Review: JavaScript: The Good Parts by Douglas Crockford

  • April 29, 2011
  • James Skemp
  • review

The following is a review of JavaScript: The Good Parts, written by Douglas Crockford.

Focused discussion on the parts of JavaScript to learn more about

At the beginning of last month Scott Hanselman had a Hanselminutes episode titled “JavaScript and jQuery: Moving beyond Alert().” During this episode he spoke with two JavaScript … (experts? gurus?) users, and this book was mentioned as one to read if you wanted to get a better understanding of JavaScript. I primarily use jQuery, but since advanced JavaScript users recommend you go beyond that, I figured it was worth looking into what the author had to say.

Douglas Crockford also has videos available on Yahoo!, so I started there, where he talks about some of the items brought up in this book. However, since I couldn’t focus long enough on the videos, and find reading to be a better experience, I picked up a copy of his book.

There were two things I wanted to get out of this book. First, I wanted to understand the best way to write my code, to have the least impact on others. Second, I wanted to gain at least a couple good tips about how JavaScript works ‘under the hood.’

Having read the book I now have a better idea of what avenue to pursue for the first, to make my JavaScript code much more object-orientated (Closures). I also gained more than a dozen helpful tidbits reading the book, that did indeed further my knowledge of JavaScript, that will result in better code, no matter whether I use a library/framework or not.
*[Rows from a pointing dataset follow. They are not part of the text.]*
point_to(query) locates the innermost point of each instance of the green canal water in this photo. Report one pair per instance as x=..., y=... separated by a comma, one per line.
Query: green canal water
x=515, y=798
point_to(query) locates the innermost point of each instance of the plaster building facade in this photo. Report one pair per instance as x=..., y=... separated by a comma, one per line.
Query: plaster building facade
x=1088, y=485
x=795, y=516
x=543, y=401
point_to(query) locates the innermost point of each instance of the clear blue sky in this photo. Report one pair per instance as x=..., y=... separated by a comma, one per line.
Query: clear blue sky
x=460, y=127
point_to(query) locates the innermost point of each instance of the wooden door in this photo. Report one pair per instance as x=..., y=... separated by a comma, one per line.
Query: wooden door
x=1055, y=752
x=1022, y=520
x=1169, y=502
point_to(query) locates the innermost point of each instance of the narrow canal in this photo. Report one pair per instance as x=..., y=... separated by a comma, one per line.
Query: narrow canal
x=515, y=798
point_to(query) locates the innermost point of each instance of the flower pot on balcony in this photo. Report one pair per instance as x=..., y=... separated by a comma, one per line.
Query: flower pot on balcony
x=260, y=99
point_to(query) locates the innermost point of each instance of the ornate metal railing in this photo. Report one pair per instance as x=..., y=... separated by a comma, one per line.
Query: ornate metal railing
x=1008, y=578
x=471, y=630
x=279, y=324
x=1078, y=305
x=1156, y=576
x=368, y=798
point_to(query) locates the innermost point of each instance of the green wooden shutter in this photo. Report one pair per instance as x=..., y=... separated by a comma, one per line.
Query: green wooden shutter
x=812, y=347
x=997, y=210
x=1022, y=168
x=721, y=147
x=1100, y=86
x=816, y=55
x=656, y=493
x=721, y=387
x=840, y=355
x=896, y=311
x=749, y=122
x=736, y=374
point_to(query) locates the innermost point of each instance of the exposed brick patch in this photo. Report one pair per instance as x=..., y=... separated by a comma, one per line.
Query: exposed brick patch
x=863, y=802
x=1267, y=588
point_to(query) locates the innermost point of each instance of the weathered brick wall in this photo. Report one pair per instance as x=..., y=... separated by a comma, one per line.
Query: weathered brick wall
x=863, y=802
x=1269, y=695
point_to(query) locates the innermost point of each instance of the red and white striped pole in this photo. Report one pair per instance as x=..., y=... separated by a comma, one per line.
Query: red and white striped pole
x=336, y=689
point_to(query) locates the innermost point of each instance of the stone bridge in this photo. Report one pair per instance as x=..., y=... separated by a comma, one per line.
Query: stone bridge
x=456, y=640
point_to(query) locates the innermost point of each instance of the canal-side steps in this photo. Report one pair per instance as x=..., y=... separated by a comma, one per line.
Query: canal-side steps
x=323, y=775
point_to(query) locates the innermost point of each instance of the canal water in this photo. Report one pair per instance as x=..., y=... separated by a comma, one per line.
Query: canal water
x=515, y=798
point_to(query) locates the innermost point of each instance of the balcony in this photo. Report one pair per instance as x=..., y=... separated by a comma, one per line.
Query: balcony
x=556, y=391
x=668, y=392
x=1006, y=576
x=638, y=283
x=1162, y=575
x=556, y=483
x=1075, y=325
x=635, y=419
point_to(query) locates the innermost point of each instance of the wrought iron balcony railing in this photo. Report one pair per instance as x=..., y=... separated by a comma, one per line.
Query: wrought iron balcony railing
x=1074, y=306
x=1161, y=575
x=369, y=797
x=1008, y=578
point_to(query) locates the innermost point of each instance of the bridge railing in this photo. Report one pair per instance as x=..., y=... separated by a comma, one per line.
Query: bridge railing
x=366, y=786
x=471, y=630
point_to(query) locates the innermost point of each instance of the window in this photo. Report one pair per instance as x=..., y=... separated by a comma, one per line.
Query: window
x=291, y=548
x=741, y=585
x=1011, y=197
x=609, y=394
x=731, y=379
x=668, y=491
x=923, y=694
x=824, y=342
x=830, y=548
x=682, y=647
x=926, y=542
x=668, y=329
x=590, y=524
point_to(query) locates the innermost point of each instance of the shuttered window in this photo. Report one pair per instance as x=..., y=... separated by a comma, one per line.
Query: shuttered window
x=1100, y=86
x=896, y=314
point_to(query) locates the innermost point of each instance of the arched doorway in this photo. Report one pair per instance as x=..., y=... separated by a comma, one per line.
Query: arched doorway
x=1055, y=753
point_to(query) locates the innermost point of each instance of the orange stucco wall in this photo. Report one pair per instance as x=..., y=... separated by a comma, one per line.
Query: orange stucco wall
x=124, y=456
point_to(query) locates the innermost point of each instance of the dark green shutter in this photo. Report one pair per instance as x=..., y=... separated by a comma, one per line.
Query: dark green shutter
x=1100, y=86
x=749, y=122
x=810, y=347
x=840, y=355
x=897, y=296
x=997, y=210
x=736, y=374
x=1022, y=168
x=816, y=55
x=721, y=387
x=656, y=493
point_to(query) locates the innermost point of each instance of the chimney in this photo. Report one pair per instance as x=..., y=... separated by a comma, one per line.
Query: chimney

The book is indeed short, and I was able to sit down with it and read it over the course of a handful of hours, although I expect to go back and read at least one of the chapters again (and keep the book around as a reference, since I purchased an electronic copy).

There are a handful of sections that are stepping stones to the functionality that should actually be used, and if you have no plans to use his JSLint analyzer, then one chapter will be unnecessary. However, while I was on the fence about passing code through it before, having now read his book, and the chapter where he details, again, the specifics on why JSLint flags certain JavaScript code, I believe I’ll now actually run some code through it, once I implement his other recommendations.

But, as noted above, I did indeed learn a number of new things about JavaScript, that will help me write better code.

As already mentioned, I purchased an electronic copy of the book, and therefore can’t speak to the quality of physical copies. However, I’ve generally found O’Reilly books to be well made.

Four of five stars, since I believe the free videos he did will help a number of people that learn that way, thereby making the purchase of this book unnecessary, as well as that he could have trimmed some of the extraneous material from this book to make it that much more concise.